Cost analysis in Microsoft Cost Management supports most Azure account types, but not all of them. To view the full list of supported account types, see Understand Cost Management data.

To view cost data, you need at least read access for an Azure account. For information about assigning access to Cost Management data, see Assign access to data.

Estimate costs before using Azure Machine Learning

Use the Azure pricing calculator to estimate costs before you create resources in an Azure Machine Learning workspace. On the left side of the pricing calculator, select AI + Machine Learning, then select Azure Machine Learning to begin.

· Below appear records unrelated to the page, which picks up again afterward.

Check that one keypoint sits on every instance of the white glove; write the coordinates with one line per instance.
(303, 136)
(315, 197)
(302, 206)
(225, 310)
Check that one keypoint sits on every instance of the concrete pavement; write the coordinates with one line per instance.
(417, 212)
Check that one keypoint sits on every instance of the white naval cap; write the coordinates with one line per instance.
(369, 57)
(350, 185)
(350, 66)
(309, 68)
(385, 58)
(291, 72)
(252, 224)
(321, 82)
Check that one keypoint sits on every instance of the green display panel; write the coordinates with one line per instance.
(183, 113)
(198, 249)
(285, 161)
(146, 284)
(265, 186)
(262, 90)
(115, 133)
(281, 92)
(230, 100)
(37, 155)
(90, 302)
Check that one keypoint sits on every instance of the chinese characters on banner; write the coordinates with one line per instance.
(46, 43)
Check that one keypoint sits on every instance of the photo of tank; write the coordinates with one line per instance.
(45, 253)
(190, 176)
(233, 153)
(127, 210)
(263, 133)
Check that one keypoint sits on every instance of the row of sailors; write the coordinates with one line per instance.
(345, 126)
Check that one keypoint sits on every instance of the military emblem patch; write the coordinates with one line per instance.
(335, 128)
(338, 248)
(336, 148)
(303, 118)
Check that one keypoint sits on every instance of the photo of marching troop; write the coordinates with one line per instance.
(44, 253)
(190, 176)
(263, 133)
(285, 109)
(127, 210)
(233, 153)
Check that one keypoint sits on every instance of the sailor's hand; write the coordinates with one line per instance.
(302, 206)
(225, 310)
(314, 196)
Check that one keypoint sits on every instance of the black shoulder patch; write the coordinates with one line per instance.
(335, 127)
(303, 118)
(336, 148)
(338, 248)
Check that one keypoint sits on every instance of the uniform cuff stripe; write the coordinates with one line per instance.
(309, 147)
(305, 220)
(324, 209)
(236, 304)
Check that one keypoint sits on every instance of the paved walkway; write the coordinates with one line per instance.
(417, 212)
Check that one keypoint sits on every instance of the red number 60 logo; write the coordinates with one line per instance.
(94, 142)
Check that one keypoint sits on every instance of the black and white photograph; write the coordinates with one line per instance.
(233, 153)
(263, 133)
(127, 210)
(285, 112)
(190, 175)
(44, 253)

The following screenshot shows an example cost estimate in the pricing calculator:

Screenshot that shows an example of estimated cost in the Azure pricing calculator.

As you add resources to your workspace, return to this calculator and add the same resource here to update your cost estimates.

For more information, see Azure Machine Learning pricing.

Understand the full billing model for Azure Machine Learning

Azure Machine Learning runs on Azure infrastructure that accrues costs along with Azure Machine Learning when you deploy the new resource. It's important to understand that extra infrastructure might accrue cost. You need to manage that cost when you make changes to deployed resources.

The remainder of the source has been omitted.